Research undertaken in the context of the RD4C initiative uncovered the following trends and realities. These issues make clear why we need a dedicated data responsibility approach for children.

  • Today’s children are the first generation growing up at a time of rapid datafication where almost all aspects of their lives, both on and off-line, are turned into data points. An entire generation of young people is being datafied – often starting even before birth. Every year the average child will have more data collected about them in their lifetime than would a similar child born any year prior. The potential uses of such large volumes of data and the impact on children’s lives are unpredictable, and could potentially be used against them.
  • Children typically do not have full agency to make decisions about their participation in programs or services which may generate and record personal data. Children may also lack the understanding to assess a decision’s purported risks and benefits. Privacy terms and conditions are often barely understood by educated adults, let alone children. As a result, there is a higher duty of care for children’s data.
  • Disaggregating data according to socio-demographic characteristics can improve service delivery and assist with policy development. However, it also creates risks for group privacy. Children can be identified, exposing them to possible harms. Disaggregated data for groups such as child-headed households and children experiencing gender-based violence can put vulnerable communities and children at risk. Data about children’s location itself can be risky, especially if they have some additional vulnerability that could expose them to harm.
  • Mishandling data can cause children to lose trust in institutions that deliver essential services including vaccines, medicine, and nutrition supplies. For organizations dealing with child well-being, these retreats can have severe consequences. Distrust can cause families and children to refuse health, education, child protection and other public services. Such privacy protective behavior can impact children throughout the course of their lifetime, and potentially exacerbate existing inequities and vulnerabilities.
  • As volumes of collected and stored data increase, obligations and protections traditionally put in place for children may be difficult or impossible to uphold. The interests of children are not always prioritized when organizations define their legitimate interest to access or share personal information of children. The immediate benefit of a service provided does not always justify the risk or harm that might be caused by it in the future. Data analysis may be undertaken by people who do not have expertise in the area of child rights, as opposed to traditional research where practitioners are specifically educated in child subject research. Similarly, service providers collecting children’s data are not always specially trained to handle it, as international standards recommend.
  • Recent events around the world reveal the promise and pitfalls of algorithmic decision-making. While it can expedite certain processes, algorithms and their inferences can possess biases that can have adverse effects on people, for example those seeking medical care and attempting to secure jobs. The danger posed by algorithmic bias is especially pronounced for children and other vulnerable populations. These groups often lack the awareness or resources necessary to respond to instances of bias or to rectify any misconceptions or inaccuracies in their data.
  • Many of the children served by child welfare organizations have suffered trauma. Whether physical, social, emotional in nature, repeatedly making children register for services or provide confidential personal information can amount to revictimization – re-exposing them to traumas or instigating unwarranted feelings of shame and guilt.

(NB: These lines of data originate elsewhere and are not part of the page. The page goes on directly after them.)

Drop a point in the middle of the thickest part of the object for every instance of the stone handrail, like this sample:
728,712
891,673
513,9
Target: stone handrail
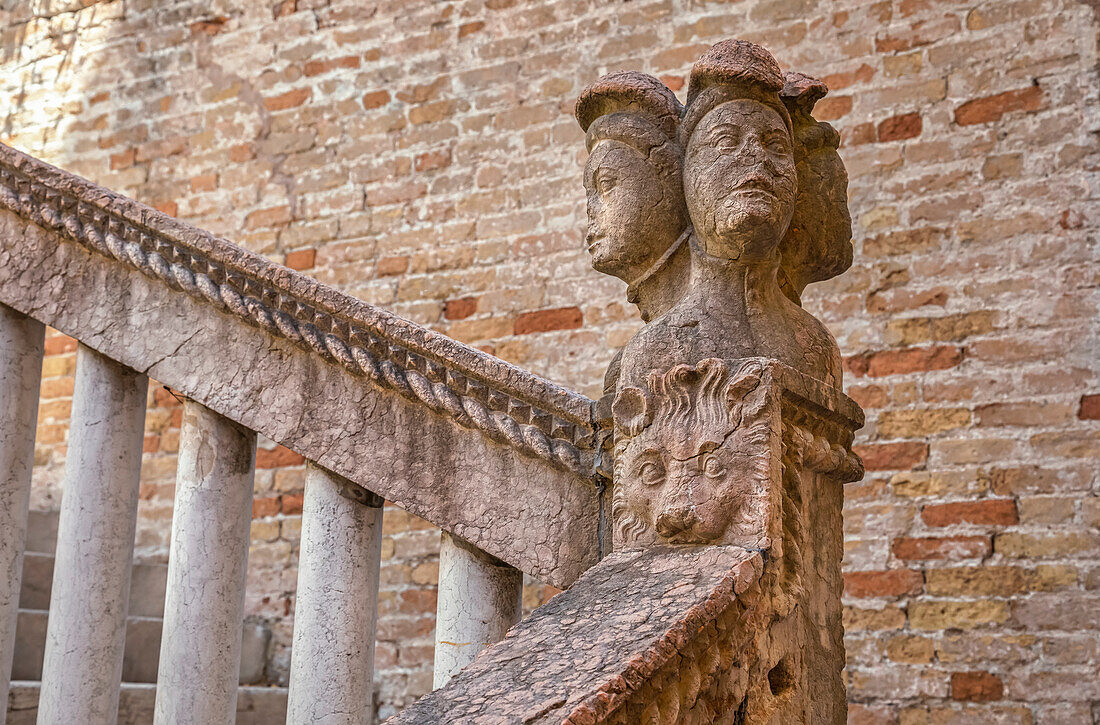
99,244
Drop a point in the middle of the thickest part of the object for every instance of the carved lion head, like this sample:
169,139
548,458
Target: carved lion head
692,458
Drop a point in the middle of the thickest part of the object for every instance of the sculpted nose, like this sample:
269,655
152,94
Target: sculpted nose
677,520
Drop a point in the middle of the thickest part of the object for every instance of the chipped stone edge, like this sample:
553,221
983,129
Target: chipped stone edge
617,689
477,391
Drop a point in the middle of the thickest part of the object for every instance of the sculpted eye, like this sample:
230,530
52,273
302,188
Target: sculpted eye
651,472
726,143
713,468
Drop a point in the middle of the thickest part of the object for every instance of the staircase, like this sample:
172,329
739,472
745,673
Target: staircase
255,704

These trends and realities make clear the need for new approaches for maximizing the value of data to improve children’s lives, while mitigating the risks posed by our increasingly datafied society….(More)”.

People learn in different ways. The way we teach should reflect that


Article by Jason Williams-Bellamy and Beth Simone Noveck: “There’s never been more hybrid learning in the public sector than today…

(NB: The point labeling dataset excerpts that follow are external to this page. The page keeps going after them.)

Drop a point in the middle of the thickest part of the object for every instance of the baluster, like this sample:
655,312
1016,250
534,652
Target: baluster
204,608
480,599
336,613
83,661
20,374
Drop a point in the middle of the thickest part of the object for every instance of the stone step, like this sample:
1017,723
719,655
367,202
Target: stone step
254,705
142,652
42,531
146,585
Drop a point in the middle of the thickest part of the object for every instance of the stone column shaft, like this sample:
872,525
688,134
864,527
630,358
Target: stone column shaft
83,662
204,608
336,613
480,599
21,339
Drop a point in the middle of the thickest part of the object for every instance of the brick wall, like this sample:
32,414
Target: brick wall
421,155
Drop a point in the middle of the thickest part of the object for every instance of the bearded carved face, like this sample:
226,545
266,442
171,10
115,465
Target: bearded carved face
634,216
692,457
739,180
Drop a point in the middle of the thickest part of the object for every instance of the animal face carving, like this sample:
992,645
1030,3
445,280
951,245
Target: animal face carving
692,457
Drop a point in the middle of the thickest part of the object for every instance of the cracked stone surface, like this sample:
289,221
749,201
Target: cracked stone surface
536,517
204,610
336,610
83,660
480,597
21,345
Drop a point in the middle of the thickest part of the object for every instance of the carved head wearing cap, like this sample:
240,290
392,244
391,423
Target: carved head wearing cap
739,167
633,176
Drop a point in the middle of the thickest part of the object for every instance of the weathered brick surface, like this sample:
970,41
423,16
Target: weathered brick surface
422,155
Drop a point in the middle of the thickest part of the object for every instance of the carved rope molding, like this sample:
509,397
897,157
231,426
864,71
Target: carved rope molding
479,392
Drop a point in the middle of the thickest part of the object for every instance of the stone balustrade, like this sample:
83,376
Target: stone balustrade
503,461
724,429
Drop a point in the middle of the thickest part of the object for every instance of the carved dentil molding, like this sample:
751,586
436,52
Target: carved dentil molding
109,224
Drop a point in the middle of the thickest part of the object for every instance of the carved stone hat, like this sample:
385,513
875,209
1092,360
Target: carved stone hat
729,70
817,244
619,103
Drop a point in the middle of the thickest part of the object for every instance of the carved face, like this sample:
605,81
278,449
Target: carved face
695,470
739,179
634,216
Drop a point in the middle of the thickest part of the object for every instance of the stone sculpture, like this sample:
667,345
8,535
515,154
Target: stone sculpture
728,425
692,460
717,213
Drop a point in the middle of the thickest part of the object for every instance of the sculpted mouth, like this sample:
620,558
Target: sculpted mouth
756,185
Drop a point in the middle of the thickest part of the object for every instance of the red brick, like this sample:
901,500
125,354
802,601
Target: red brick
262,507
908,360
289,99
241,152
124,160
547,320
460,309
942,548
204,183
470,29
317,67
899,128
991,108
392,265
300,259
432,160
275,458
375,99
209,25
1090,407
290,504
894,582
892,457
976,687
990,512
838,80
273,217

There are pros and cons in online and in-person training. But some governments are combining both in a hybrid (also known as blended) learning program. According to the Online Learning Consortium, hybrid courses can be either:

  • A classroom course in which online activity is mixed with classroom meetings, replacing a significant portion, but not all face-to-face activity
  • An online course that is supplemented by required face-to-face instruction such as lectures, discussions, or labs.

A hybrid course can effectively combine the short-term activity of an in-person workshop with the longevity and scale of an online course.

The Digital Leaders program in Israel is a good example of hybrid training. Digital Leaders is a nine-month program designed to train two cohorts of 40 leaders each in digital innovation by means of a regular series of online courses, shared between Israel and a similar program in the UK, interspersed with live workshops. This style of blended learning makes optimal use of participants’ time while also establishing a digital environment and culture among the cohort not seen in traditional programs.

The State government in New Jersey, where I serve as the Chief Innovation Officer, offers a free and publicly accessible online introduction to innovation skills for public servants called the Innovation Skills Accelerator. Those who complete the course become eligible for face-to-face project coaching and we are launching our first skills “bootcamp,” blending online and the face-to-face in Q1 2020.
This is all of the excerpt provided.